You see, in the UK dessert is more often than not referred to as ‘pudding’. Dinner guests will refuse second helpings in order to ‘leave space for pudding’ and waiters will offer you ‘the pudding menu’. However, you are unlikely to find chocolate, vanilla or butterscotch pudding as we know it in North America on the menu. That kind of smooth, creamy delicious pudding that you eat with a spoon is rarely served over here, except at the homes of expats like me.
For the purposes of this recipe, pudding simply means ‘dessert’. This Chocolate Almond Pear Pudding Cake recipe is adapted from Nigella Express. It’s the work of moments and you probably have all the ingredients to make it on hand right now. In fact, why not make it for dessert tonight?
All you have to do is drained some canned pears, arrange them in a buttered cake pan, mix up a quick and easy batter and spread it over top. It does look as though there isn’t going to be enough batter when you first begin to spread it over the pears, but the idea is to leave them sticking out a bit. Just spread the small amount of batter patiently with a knife and it will be fine. Do not be tempted, as I was, to make more batter. This is not a good idea. It should look like this:
Then just bake at about 375°F for about half an hour and you will be rewarded with this:
Light, fluffy cake atop soft, squidgy warm pears, all ready to be served with chocolate sauce or good vanilla ice cream sprinkled with a tiny bit of cocoa powder or garnished with some toasted almond flakes.

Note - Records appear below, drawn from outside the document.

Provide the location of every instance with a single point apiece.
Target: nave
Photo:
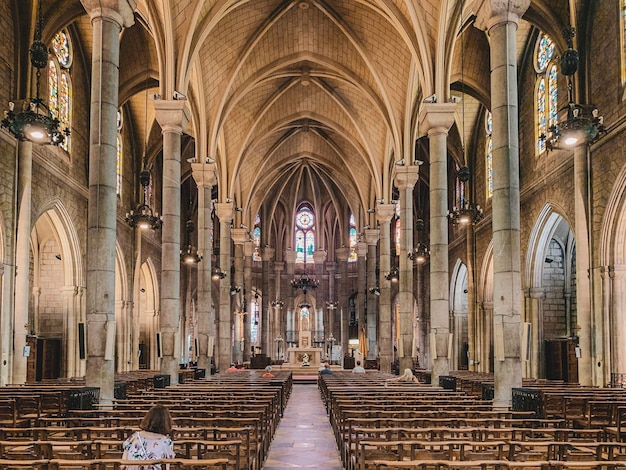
(304, 438)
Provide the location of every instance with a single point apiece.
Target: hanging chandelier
(465, 212)
(143, 216)
(577, 124)
(35, 122)
(305, 283)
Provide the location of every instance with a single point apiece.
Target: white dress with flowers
(140, 447)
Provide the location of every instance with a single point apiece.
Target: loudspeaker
(82, 354)
(433, 346)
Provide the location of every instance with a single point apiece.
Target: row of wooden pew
(378, 425)
(223, 421)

- 9 to 12 pear halves from 2 medium cans of pear halves, drained
- 150 grams unsalted butter, softened
- 125 grams white sugar
- 2 large eggs, lightly beaten
- 1 teaspoon almond flavouring
- 125 grams all purpose (plain) flour
- 25 grams cocoa powder
- 1 teaspoon baking powder
- ¼ teaspoon baking soda
- ¼ teaspoon salt
- Preheat the oven to 375°F (190°C or 170° for a fan oven).
- Butter an 8 x 8 inch square baking pan.
- Evenly space the pear halves, cut side down, on the base of the dish.
- Cream the butter and the sugar.
- Add the eggs and almond flavouring.
- Sift together the flour, cocoa powder, baking powder, baking soda and salt.
- Add to the batter and beat until smooth.
- Carefully spoon the batter over the pears and spread as evenly as possible with a knife to nearly cover all the pear halves. It's okay if some of them are peaking out.
- Bake for about 25 to 35 minutes or until the cake springs back when touched lightly. The skewer test doesn't work here as this is a slightly squidgy cake.
- Allow to sit for about five to ten minutes before cutting into squares to serve.